Description: In the middle of the 18th century, Benjamin Franklin spent almost two decades in London – at exactly the same time as Mozart, Casanova and Handel. This is an enthralling biography – not only of the man, but of the city when it was a hub of Enlightenment activity.
For the great majority of his long life, Benjamin Franklin was a loyal British royalist. In 1757, having made his fortune in Philadelphia and established his fame as a renowned experimental scientist, he crossed the Atlantic to live as a gentleman in the heaving metropolis of London.
From his house in Craven Street, he mixed with both the brilliant and the powerful – in London coffee house clubs, at the Royal Society, and on his summer travels around the British Isles and continental Europe. He counted David Hume, Matthew Boulton, Joseph Priestley, Edmund Burke and Erasmus Darwin among his friends – and, as an American colonial representative, he had access to successive Prime Ministers and even the King.
The early 1760s saw Britain’s elevation to global superpower status with victory in the Seven Years War and the succession of the young, active George III. This brought a sharp new edge to political competition in London and redefined the relationship between Britain and its colonies. They would profoundly affect Franklin himself, eventually placing him in opposition with his ambitious son William. Though Franklin sought to prevent the America’s break with Great Britain, his own actions would finally help cause that very event.

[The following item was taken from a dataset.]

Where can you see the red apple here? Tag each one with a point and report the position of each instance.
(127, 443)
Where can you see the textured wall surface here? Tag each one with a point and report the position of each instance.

In November 1724, aged 18, Franklin is sent to London for the first time to buy printing equipment for a Philadelphia newspaper.
After spending over 30 years in America, Franklin returns to London – not as a humble printer, but as a leading politician.
Franklin’s achievements in the field of physics, and specifically that of electricity, have won him an international reputation.
Franklin’s opponents in the Pennsylvania Assembly are preparing poisonous attacks to greet him on his return to America.
It is 1775, and Franklin is no longer of any political use in London. He becomes Ambassador to France in the days before the Revolution.